Faridabad-based tractor manufacturer and agri-solution provider Escorts Kubota Ltd (EKL) said its tractor brand Kubota generates 25% of revenue from the South India region for the company, whereas Powertrac tractor generates only 15% of revenue from the region. Southern region also contributes nearly 30% to its overall revenue in the agri-solution business. The company has three major brands in tractor segment – Kubota, Farmtrac and Powertrac.
In agri-solution segment, the major contributing states for the company are Tamil Nadu, Kerala and Telangana. Powertrac and Kubota tractors have significant presence Tamil Nadu, Karnataka and Telangana as Karnataka is the second largest market for tractors. EKL is a joint venture between Indian tractor and construction equipment manufacturer Escorts and Japanese tractor manufacturer and agri-solution provider Kubota Corporation, joining hands in 2022 by taking 10% stake in the former. The MD and Chairman of EKL is Nikhil Nanda, the third-generation scion of the Nanda family. Har Prasad Nanda founded the Escorts Group in 1942.

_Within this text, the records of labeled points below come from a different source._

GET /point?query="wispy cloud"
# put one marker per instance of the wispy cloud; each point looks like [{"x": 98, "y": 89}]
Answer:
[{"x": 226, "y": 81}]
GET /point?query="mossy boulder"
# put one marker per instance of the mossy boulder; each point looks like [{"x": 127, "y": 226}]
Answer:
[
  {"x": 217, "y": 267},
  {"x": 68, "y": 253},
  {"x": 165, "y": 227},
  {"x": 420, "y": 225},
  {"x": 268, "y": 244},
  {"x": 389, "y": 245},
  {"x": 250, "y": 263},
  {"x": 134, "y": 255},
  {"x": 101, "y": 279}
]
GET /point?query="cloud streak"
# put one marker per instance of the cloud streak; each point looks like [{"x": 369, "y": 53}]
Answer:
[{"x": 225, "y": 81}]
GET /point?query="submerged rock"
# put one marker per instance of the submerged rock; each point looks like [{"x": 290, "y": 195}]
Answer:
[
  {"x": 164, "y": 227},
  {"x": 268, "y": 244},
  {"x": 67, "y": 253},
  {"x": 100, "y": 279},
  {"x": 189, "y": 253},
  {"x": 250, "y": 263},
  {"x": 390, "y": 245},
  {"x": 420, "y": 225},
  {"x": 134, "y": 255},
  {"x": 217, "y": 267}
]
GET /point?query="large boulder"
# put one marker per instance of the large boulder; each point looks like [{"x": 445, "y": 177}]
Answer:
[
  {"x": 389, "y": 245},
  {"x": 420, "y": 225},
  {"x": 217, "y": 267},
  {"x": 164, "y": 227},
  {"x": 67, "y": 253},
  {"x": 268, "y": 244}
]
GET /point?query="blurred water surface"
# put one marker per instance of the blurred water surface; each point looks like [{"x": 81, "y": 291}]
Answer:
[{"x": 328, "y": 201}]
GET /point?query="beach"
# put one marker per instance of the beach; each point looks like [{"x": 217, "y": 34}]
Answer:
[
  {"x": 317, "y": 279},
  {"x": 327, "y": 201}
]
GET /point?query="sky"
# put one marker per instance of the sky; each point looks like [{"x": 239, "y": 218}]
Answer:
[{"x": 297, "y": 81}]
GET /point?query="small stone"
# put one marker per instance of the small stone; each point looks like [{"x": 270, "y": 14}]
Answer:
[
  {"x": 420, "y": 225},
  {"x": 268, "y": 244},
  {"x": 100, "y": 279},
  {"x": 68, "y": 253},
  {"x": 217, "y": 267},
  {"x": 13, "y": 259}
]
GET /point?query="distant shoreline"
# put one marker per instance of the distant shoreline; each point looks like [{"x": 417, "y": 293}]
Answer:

Rajan Chugh, Agri Solutions Business Division, EKL, said, “All the five states in the southern region significantly contribute to the rice transplantation business. We are also planning new solutions for horticulture with Kubota and Farmtrac Atom tractor series catering to the banana, sugarcane or orchids. We have also expanded our plant in Polivakkam, Tiruvallur district of Tamil Nadu.”
As part of its expansion, the EKL launched paddy rice-transplantation tractor under Kubota brand which will be imported from Japan. The company aims to sell nearly 3,000 units of Kubota rice-transplantation tractor in FY27. The company is also planning its new greenfield plant near Jewar, where the Noida International Airport will be coming up. The acquisition of land would be finished by March 2026 and the construction of the plant is expected to finish by FY28-FY29 and the facility aims to enhance to its capacity for tractors, agri-solutions and construction equipment machineries. In the next five years, the company wants to increase its production capacity of tractors, construction equipment machineries from 1,70,000 units to 3 lakh units.
Chugh also said that the agri mechanisation has seen a growth of 14% to 15% CAGR growth in the past five years due to the steps such as the creation for agri infra fund wherein the farmer gets loan to purchase asset with a 3% interest subvention. “Moreover, with the GST rationalisation, the farm machinery has become more affordable.”
Speaking about tractors moving to BS 3 &4 to BS 5, Chugh said, “We are observing a slowdown for a short period of time due to increase in price of the asset because of engine cost going up.”
Bharat Madan, Whole Time Director & CFO at EKL, said, “Moving from BS 3 or 4 engines to BS 5 engines will increase the cost for tractors by 10% to 15%. We are discussing with the government to delay the adoption of BS5 engines by at least one or two years.”
Madan also said that the installation of electric engines in tractors will increase the cost to Rs 12-14 lakh and the engine can be installed in below 35HP tractors.
Speaking about sourcing of raw materials and localisation, Chugh said, “We are trying adopt whatever technologies that Kubota has. On the other side, we are also global OEMs which have manufacturing units in India, especially for engines. We are investing for localisation of component manufacturing for products that we are bringing from Kubota and also aiming to make the manufacturing hub for tractors and other machineries. The localisation process is already taking place in the Faridabad plant.”